Kuroda didn’t exactly endear himself to fans in his first turn in the rotation as the Rays pounded him for four earned runs (six total) on eight hits, four walks, in 5.2 innings. However, fans were treated to what Kuroda can do for a rotation in his next start. He was dazzling in an eight-inning outing against the Los Angeles Angels of Anaheim where he gave up no runs, on five hits, and two walks, while striking out six batters. It seems Kuroda follows a simple, albeit frustrating, pattern of pitching well in every other start, while sandwiching a poor start in between.
The book on Kuroda tells us he’s a groundball pitcher who features a splitter and curveball on top of his low-90 MPH fastball and mid-80 MPH slider.
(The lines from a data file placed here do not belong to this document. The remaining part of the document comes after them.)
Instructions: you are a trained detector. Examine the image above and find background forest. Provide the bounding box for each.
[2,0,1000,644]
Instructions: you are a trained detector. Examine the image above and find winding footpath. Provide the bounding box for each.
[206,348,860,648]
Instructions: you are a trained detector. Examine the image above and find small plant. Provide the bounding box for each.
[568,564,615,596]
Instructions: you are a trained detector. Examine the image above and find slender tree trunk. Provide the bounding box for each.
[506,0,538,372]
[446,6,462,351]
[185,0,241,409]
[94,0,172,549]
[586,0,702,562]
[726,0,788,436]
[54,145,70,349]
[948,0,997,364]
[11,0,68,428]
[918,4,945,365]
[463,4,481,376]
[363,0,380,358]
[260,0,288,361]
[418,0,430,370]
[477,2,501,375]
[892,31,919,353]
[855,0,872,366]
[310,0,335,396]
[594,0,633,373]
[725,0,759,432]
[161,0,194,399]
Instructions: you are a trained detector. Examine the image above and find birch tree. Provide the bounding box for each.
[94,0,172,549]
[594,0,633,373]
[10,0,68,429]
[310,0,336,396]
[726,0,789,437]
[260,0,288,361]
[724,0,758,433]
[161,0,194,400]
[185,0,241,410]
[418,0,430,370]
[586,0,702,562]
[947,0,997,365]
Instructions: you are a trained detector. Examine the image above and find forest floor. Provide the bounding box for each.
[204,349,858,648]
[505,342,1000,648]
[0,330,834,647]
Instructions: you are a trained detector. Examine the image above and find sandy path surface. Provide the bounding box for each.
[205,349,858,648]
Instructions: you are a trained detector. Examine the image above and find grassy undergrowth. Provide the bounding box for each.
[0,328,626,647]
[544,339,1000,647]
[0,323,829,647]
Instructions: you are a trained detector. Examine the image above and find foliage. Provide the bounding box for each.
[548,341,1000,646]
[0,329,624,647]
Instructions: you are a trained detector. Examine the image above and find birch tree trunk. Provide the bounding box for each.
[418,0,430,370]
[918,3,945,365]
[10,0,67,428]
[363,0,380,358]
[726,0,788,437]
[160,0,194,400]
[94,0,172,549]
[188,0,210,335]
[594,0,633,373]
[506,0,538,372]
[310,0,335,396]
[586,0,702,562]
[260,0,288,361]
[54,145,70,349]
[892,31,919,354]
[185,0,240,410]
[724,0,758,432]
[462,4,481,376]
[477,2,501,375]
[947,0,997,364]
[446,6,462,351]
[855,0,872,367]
Over his career, Kuroda’s groundball percentage has been good (48.5%) and this season it’s a tad lower (47.7%). However, that last number represents a 4.5% increase from last season. On top of that he has stranded nearly 79% of runners, which could be viewed in a few ways. He’s either allowing more batters to reach base or he’s barring down and getting hitters out with runners on. In 20 at-bats in high leverage situations (extremely small sample size) he’s held batters to a paltry .200/.320/.200 line.
Right now, Kuroda holds a 3.82 ERA, but his xFIP (4.67) indicates that he’s pitching worse than his ERA represents. If you’ve watched Kuroda pitch at all this season, you can bank on him having a bad start if his pitch count is high after a few innings. Seems obvious, but Kuroda has a difficult time recovering and pitching easy 1-2-3 innings to take back control of his pitch count.
Another alarming trend is Kuroda’s – and the Yankees starting rotation as a whole – propensity to give up the long ball. Kuroda has given up 10 home runs when the count is even or he’s ahead, while giving up one home run on a full count. This can tell us that he’s trying to be too fine with his pitches and missing his spots while he’s ahead.
If there is something Kuroda could hang his hat on is the fact that he’s averaging nearly 6.2 innings per outing. In short, the bullpen is only needed for around 10 outs whenever he takes the hill. That’s exactly what you want out of your #2.
Overall, fans shouldn’t expect much more from Kuroda throughout the season. His fastball velocity is down one full MPH from last year. Batters aren’t swinging at his pitches as often (7.4% in 2012 compared to 9.7% career). He’s also relying less on the fastball and more on his slider and curveball to get guys out, which is something pitchers do when they allow baserunners and are looking for groundball outs, especially in Yankee Stadium.
While he’s not a prototypical #2 pitcher on a championship-caliber team, he’s providing quality innings, which in and of itself is worth a ton. We knew that his peripherals would take a hit when he was traded from the friendly pitching confines of the NL West (sans Colorado) for the ultra-competitive AL East. He’s holding his own right now and will likely not get much better or worse going forward. At 37-years-old we can’t expect him to be the 2010 version of himself. He’ll continue to go deep into games and give the Yankee hitters a chance to win games, which the team really needs right now with an injured and taxed bullpen.